First, the basic steps of calculating the energy intensity for a given location are discussed. Intensity is presented in units of energy per volume of water. In the case of supplying fresh water, energy intensity depends upon the quality of the original resource, its location relative to the end use location, and the type of technology in use to move and treat the water. Pumping, and conveyance, purification, distribution, wastewater treatment, and system inefficiencies (e.g. evaporative losses, leaks) increase the total energy investment, while water recycling decreases the total investment. Lift and purification are typically the greatest contributors to the overall energy intensity of a fresh water supply, but system inefficiencies can have a substantial impact as well.

Over time, growing cities tend to progress from using their least energy intensive water resources (e.g. untreated surface water) to their most energy intensive (e.g. long distance transfers, desalinated water lifted to high elevations) as water demands begin to outstrip supplies. As a function of water availability, we assign each location an intensity value that approaches the intensity of its next “best” (i.e., least energy intensive) source of water. Hence, an area which is depleting its available surface and groundwater may have desalinated surface or groundwater as its next (and last) resort. The area would be characterized as undergoing water stress, and relatively less sustainable than areas which use their local fresh water supplies with no perceivable negative impact.

An operating principle of this research is that with enough energy, it is possible to supply any location with fresh water. Desalinated ocean water, moved over long distances and lifted to great heights represents that upper limit. Working backwards from this extreme scenario, it is possible to not only move away from the paradigm of unitless or vague sustainability indices, but to quantify resource scarcity in a way that is both intuitive and actionable.

The model is also self-correcting: areas may reduce the energy intensity of a sustainable water supply through better management of existing fresh water resources or through technological innovations that produce fresh water from degraded sources in an energy efficient manner.

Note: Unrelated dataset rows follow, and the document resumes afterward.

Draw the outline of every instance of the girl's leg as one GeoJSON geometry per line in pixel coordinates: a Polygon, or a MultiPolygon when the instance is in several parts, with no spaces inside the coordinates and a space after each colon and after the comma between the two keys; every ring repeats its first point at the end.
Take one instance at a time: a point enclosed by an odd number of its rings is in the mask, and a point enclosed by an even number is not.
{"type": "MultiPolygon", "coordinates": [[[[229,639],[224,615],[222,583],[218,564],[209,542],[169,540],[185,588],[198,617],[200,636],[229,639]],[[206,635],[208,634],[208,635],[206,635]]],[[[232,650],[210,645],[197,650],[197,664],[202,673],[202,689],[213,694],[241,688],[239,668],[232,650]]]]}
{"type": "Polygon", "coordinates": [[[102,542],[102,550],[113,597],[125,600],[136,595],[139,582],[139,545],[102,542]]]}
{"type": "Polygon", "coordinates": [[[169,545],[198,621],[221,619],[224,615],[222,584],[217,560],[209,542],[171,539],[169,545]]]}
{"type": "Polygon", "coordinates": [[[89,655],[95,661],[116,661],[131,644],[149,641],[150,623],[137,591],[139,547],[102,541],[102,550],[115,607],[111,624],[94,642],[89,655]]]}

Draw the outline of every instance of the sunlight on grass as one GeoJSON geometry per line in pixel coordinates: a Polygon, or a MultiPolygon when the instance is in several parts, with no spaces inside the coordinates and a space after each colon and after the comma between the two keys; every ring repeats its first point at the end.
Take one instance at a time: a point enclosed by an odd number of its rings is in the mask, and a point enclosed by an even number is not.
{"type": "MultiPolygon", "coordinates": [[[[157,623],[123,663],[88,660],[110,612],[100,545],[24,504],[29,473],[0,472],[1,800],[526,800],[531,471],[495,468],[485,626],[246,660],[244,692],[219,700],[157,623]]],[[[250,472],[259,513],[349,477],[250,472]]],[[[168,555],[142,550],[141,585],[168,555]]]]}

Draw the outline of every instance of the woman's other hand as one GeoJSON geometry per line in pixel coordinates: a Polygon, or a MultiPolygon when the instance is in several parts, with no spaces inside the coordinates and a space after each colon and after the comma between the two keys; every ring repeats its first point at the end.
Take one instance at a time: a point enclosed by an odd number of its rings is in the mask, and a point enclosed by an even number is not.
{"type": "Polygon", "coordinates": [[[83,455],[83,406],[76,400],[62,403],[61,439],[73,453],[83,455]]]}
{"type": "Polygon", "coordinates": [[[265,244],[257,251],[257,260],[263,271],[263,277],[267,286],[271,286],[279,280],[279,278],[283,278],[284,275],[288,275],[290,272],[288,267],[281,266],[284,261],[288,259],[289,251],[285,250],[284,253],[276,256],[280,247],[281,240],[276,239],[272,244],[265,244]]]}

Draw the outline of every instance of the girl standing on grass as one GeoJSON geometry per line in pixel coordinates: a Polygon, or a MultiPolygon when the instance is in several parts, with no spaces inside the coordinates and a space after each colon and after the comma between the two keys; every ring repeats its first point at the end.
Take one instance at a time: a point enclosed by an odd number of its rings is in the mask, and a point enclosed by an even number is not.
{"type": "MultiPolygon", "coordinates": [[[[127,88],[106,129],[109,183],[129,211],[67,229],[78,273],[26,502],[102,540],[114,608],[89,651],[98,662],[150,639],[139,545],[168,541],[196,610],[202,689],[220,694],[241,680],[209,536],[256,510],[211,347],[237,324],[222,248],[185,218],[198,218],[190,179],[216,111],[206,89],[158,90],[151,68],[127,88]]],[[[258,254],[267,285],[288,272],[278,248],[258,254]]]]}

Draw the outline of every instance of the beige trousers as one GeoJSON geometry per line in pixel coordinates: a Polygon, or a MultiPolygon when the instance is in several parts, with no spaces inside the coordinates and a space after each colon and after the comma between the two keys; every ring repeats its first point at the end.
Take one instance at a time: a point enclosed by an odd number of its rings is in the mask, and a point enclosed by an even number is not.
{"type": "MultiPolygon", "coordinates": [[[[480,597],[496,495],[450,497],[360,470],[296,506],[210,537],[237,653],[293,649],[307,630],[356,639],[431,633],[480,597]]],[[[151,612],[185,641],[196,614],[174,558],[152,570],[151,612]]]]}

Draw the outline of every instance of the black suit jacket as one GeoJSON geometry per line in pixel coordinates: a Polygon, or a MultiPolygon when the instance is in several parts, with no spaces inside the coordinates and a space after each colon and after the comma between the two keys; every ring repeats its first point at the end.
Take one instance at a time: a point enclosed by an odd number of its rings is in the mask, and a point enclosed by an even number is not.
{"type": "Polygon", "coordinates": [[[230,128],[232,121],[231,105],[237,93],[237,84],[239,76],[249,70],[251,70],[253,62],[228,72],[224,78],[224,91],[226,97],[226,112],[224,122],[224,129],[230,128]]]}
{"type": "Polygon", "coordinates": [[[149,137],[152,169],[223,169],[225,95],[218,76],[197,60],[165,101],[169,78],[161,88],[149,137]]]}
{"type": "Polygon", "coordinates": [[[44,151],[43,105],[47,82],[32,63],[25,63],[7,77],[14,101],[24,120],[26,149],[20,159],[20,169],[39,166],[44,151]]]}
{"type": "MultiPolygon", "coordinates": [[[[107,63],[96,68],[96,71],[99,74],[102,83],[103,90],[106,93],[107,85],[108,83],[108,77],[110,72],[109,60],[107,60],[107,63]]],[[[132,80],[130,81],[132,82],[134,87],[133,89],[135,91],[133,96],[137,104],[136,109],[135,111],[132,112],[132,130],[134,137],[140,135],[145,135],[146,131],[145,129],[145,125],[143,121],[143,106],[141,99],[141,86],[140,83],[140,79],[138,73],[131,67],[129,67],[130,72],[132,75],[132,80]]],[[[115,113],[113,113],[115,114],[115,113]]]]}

A major conclusion of this research is that the amount of energy necessary to maintain a reliable supply of fresh water greatly varies by location and technology choice. Further, many areas of the country overuse their local fresh water sources. To create a durable water supply, such areas can 1) reduce their use of local fresh water to sustainable levels and invest in alternative water sources—at a high financial and energy cost, or 2) aggressively pursue water efficiency measures so that they can both reduce their reliance on local fresh water sources and avoid the high costs associated with alternative water supplies.

Additionally, by converting water use to energy consumption as a function of scarcity, it is possible to weigh the relative importance of water use efficiency to conservation in other areas (e.g. electricity, direct heating, waste disposal).